Allah göstermesin ama, bir kış günü şiddetli bir zelzeleye tutulsak; “Aman canım, dışarısı çok soğuk, sıcak yuvamızı terk etmeyelim…” diyebilir miyiz? Evimiz başımıza yıkılmadan, can havliyle kendimizi dışarı atmaz mıyız? Bugünkü Sûriyeli kardeşlerimizin durumu da bundan farksızdır.
ECDADIMIZDAN ÖRNEKLER
Unutmayalım ki bizler, İspanyaʼda katoliklerin katliâmından kaçarak müslümanın merhametine sığınan yahudîlere, Yaratanʼdan ötürü yaratılana şefkat düstûruyla, insanlık nâmına ve mazlumu himâye adına kapısını açmış, ekmeğini bölüşmüş bir ecdâdın torunlarıyız.

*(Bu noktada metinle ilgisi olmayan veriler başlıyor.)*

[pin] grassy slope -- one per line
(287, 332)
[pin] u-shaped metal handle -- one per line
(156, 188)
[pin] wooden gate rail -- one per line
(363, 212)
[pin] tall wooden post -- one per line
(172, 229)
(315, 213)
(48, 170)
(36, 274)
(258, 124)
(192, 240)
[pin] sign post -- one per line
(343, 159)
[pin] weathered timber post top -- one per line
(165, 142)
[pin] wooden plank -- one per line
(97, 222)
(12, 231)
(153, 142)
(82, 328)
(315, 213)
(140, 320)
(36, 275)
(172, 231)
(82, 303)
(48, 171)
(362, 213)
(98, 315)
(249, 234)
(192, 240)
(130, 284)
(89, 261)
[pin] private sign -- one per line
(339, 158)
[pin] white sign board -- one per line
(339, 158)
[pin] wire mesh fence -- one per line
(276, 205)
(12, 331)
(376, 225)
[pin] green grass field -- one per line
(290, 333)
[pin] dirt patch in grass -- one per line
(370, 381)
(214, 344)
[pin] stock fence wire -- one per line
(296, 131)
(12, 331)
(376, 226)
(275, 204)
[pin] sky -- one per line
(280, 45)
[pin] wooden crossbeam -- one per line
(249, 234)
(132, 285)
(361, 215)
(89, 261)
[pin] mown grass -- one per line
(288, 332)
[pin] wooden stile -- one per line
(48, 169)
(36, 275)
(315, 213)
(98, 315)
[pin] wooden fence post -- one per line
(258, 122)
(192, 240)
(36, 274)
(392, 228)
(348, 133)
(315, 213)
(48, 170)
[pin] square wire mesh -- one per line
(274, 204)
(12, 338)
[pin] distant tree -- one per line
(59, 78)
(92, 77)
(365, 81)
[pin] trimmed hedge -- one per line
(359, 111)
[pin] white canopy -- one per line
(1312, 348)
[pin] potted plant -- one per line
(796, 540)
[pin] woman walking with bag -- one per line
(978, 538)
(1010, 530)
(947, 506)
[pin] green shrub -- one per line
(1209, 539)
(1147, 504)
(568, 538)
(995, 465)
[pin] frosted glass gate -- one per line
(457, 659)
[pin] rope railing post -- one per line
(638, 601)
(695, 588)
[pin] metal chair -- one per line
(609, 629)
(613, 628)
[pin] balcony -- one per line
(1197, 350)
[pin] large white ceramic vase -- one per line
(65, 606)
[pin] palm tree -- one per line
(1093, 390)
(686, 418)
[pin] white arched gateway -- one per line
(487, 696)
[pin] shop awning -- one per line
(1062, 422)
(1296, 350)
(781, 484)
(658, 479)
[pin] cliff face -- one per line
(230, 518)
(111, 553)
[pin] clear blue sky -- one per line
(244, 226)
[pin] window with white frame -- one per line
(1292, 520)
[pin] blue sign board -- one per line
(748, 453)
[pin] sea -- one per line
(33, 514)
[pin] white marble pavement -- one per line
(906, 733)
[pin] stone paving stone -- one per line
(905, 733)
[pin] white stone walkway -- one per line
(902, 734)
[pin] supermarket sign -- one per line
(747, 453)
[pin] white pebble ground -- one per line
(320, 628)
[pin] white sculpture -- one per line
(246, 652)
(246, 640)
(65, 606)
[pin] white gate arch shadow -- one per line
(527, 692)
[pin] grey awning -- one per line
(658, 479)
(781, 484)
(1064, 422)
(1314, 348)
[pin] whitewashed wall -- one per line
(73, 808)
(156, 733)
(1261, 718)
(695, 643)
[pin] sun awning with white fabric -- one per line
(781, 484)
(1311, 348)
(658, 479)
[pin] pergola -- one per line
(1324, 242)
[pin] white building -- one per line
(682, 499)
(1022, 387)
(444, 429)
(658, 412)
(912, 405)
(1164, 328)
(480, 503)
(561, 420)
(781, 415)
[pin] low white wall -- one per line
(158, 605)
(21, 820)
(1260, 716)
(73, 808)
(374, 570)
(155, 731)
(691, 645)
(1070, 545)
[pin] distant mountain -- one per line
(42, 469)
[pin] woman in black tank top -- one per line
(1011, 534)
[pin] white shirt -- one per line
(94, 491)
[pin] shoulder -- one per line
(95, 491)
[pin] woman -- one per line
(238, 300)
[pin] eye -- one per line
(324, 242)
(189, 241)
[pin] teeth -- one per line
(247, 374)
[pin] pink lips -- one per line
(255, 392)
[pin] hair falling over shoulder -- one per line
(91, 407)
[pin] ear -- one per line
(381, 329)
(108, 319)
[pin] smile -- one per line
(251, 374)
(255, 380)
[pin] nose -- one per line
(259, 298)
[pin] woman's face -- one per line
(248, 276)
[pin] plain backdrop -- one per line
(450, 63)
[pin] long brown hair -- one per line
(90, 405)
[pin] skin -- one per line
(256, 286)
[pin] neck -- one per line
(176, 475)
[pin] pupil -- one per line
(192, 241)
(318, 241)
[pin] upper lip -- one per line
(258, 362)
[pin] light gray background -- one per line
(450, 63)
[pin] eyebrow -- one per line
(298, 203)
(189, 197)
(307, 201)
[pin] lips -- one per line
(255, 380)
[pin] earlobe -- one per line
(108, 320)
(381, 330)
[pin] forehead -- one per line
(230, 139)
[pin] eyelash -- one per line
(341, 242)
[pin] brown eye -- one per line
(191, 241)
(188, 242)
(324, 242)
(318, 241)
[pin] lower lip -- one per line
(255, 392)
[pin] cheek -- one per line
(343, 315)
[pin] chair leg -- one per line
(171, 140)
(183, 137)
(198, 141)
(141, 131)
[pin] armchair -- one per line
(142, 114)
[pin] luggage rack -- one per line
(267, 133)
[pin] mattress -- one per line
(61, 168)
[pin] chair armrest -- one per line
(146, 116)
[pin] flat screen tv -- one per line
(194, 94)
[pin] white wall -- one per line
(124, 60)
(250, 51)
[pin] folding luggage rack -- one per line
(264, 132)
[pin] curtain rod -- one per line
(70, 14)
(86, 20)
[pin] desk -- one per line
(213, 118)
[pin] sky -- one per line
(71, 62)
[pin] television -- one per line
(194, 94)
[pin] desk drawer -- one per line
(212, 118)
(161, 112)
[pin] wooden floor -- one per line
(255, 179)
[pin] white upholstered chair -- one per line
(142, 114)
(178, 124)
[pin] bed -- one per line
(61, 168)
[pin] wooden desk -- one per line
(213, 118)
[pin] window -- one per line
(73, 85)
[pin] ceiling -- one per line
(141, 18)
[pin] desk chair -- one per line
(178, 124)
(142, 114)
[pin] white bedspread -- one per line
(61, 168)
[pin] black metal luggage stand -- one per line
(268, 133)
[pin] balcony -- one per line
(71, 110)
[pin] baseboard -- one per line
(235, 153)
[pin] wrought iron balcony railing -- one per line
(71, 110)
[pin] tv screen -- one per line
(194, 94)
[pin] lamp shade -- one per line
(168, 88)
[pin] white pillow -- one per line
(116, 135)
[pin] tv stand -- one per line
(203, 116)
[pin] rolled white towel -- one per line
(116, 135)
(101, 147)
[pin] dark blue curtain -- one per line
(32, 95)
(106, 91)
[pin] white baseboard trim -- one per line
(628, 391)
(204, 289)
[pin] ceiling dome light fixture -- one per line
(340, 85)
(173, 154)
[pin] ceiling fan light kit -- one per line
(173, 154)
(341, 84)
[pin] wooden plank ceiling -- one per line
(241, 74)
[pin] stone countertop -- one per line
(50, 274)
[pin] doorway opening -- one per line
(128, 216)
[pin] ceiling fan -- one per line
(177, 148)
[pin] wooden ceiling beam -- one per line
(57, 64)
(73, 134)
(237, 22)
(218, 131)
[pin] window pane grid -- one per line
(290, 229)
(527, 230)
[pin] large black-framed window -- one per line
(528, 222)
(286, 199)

O hâlde bugünkü Sûriyeli kardeşlerimize sahip çıkmamız, onları koruyup kollamamız, hem bir din kardeşliği vazifemiz, hem de bir insanlık borcumuzdur.
ÖLÇÜMÜZ ASHÂB-I KİRÂM OLMALI
Bu hususta kendimize toplumdaki gaflet ehlini değil, bize Cenâb-ı Hakkʼın “örnek nesil” olarak takdim ettiği “ashâb-ı kirâm”ı ölçü almalıyız. Hâlimizi, onların hâliyle mîzân etmeliyiz?
Düşünmeliyiz ki:
Biz, ihsan ve ikramlarımızla ashâb-ı kirâma ne kadar yaklaşabiliyoruz? Din kardeşimizi kendimize tercih etmek, onlara verilenlerden dolayı içimizde en ufak bir rahatsızlık duymamak ve nefsimizin cimriliğinden sakınmak hususunda, sahâbe efendilerimize ne kadar benzeyebiliyoruz?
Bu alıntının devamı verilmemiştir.